30 junho, 2007

Laura


30/06/2007.



De certa forma, não parecia coerente que ela entrasse naquele cubículo com a finalidade de reaver o passado, porém também não era correto sair em silêncio, mas foi justamente o que aconteceu a Laura quando adentrou na cabina telefônica e se deparou com uma baita traição. Acabara de desembarcar: “O passaporte, senhorita”, pediu-lhe o Agente da Imigração, com uma expressão de cansaço, que revelava não ser mui amigo. Laura procurou no primeiro café crédito suficiente para fazer uma ligação para o Brasil – queria lhe dizer tudo no exato instante em que escutasse um barulho vindo do outro lado da linha. Não estava pesarosa de nada: “Não estou arrependida”, dizia para si.

— O troco? Um expresso, por favor!

Laura, depois da sua trigésima primeira primavera e um enorme pileque, resolveu que no final da Quaresma entregaria sua vida pregressa ao diabo que a carregasse e que iria embora para algum lugar da África. Sua mãe quase teve um troço fatal; não fosse o Plano de Saúde do Sindicato dos Professores da Rede Municipal de Manuaba do Norte, a velha também faria uma viagem, mas direto para o jazigo da família, sem escala. E o que dizer do marido abandonado, o Alberto?, senão que o homem quase enlouquece; fez de tudo para tirar da cabeça desmiolada da Laura a absurda idéia do abandono de lar, no todo, mas não houve jeito: Laura era a decisão em pessoa.

Ela cansara de tudo e de todos, sentimento que ninguém, nem de longe, imaginava. Ainda por cima, gostaria de correr mundo e conhecer gente nova. Coisa que também não atinavam é que sua intenção era a de nunca mais voltar – os tolos achavam que, mais cedo ou mais tarde, Laura estaria de volta. Ledo engano! Não tivera pai, nada de filhos, tinha uma irmã, chamada Suzana, que vivia repetindo aos quatro cantos que o Alberto era isto, que o Alberto era aquilo, e uma mãe adoentada de fígado – portanto, é chegado o momento de preparar uma trouxa e partir. E sua mala incluía tão-somente um par de calças, uma sandália de tiras, cinco camisetas, uma pequena sacola com o material para higiene básica, além de uma rede de dormir. Laura não se achava rainha para levar um baú de coisas. Raspou a poupança para a passagem de ida, restando-lhe quinhentos dólares para correr o mundo.

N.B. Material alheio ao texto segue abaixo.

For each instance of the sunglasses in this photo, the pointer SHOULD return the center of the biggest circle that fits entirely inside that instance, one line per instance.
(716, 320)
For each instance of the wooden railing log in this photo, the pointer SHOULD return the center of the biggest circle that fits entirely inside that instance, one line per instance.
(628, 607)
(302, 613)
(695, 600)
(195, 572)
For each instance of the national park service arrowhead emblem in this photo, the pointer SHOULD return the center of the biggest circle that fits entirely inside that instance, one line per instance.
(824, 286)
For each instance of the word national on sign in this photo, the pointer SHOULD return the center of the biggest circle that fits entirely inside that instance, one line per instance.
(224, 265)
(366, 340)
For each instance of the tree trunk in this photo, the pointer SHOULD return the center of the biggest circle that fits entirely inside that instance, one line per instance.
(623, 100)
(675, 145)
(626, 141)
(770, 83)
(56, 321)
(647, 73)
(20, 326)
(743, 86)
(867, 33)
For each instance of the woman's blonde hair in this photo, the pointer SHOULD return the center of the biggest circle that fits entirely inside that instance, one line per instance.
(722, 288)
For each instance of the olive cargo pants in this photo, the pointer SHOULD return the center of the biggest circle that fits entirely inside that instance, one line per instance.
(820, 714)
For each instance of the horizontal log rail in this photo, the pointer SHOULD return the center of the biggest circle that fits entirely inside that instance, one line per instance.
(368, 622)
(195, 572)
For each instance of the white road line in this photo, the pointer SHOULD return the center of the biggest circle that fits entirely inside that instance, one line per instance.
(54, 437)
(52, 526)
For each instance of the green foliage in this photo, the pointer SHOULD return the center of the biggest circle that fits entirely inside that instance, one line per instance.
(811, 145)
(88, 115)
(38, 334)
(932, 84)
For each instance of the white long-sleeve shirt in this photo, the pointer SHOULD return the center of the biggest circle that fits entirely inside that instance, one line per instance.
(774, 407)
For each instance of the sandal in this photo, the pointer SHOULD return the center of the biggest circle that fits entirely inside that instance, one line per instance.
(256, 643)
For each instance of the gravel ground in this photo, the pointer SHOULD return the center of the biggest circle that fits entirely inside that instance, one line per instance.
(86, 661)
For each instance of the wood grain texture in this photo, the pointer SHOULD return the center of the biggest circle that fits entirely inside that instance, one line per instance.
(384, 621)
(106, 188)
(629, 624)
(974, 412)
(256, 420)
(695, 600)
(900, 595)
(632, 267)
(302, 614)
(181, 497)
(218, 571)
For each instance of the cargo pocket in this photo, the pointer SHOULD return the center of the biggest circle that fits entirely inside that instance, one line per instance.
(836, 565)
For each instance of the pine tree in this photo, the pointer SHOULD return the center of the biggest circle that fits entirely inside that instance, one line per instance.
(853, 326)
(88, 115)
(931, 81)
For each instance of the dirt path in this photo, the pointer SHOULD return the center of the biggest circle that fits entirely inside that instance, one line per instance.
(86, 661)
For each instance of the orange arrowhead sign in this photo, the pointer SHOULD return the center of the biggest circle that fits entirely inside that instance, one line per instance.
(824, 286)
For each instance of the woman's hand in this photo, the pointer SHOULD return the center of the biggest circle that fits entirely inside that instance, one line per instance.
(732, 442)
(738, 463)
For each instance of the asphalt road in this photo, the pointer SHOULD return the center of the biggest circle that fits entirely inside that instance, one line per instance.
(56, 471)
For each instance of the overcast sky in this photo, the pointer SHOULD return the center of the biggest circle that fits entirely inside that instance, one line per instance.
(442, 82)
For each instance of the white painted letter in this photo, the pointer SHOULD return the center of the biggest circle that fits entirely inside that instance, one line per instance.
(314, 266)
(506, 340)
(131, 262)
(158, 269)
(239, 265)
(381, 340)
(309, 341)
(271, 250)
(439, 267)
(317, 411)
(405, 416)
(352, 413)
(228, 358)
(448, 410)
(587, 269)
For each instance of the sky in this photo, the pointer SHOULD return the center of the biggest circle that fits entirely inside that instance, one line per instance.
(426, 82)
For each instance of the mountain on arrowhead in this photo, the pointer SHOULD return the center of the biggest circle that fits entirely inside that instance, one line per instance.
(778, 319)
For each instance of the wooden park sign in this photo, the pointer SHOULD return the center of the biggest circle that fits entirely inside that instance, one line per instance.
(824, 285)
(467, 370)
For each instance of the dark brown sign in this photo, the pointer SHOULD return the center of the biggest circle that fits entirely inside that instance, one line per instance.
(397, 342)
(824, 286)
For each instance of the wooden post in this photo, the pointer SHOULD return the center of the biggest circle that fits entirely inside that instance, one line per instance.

Uma turbulência durante o vôo, que durou cerca de dez minutos, fê-la comparar a implicância da natureza com sua própria vida. Lembrou de como Alberto havia sido um estorvo durante todo esse tempo, e vice-versa. Do dia em que cismou com a gordura de Laura, nunca mais foi um homem digno de sua companhia. Para a traição, Alberto precisou de um pequeno salto. Por vezes notou a distância entre ambos aumentando, mas nada do que fizesse servia para costurar os retalhos conjugais. Com os dedos agarrados no braço da poltrona (talvez um pouco de medo), pôde observar com detalhe sua mão, já sem a aliança, que um dia evitou a agressão de Alberto. “Como fui infeliz todo esse tempo”, dizia. Permaneceu absorta durante algum tempo; reconstituía na memória os anos de casamento; sabia que amara muito mais do que foi amada. Pela primeira vez, sentia-se sozinha e feliz. A vida dela pouco importava, nem Alberto ligava: ele mal sabia sua ocupação: numismata. Para ele, apenas um nome engraçado. “Senhores passageiros, dentro de instantes estaremos pousando no Aeroporto Internacional Amílcar Cabral, na Ilha de Santiago”, dizia uma voz gutural.

Quando partiu para a cabina telefônica, era como se estivesse subindo num ringue, as palavras estavam prontas, as frases bem acabadas, tudo certo. Ela era forte o bastante para estar ali. No primeiro sinal de chamada, já imaginava o quão ruborizado ficaria Alberto diante do seu acerto de contas. Decidiu que gritaria sua liberdade e pronto. Aproveitaria para saber o estado da saúde de sua genitora. O telefone deu um toque e ela suspirou; dois toques, um segundo suspiro; no terceiro toque, uma voz feminina-ofegante-conhecida atendeu dizendo um alô. Delicadamente, foi deslizando o gancho pela face; com os olhos marejados, através da vidraça da cabina, acompanhou a moça sorridente do café falando com um rapaz de macacão, que parecia contar uma história interessante. “Suzana?!” – veio um terceiro suspiro.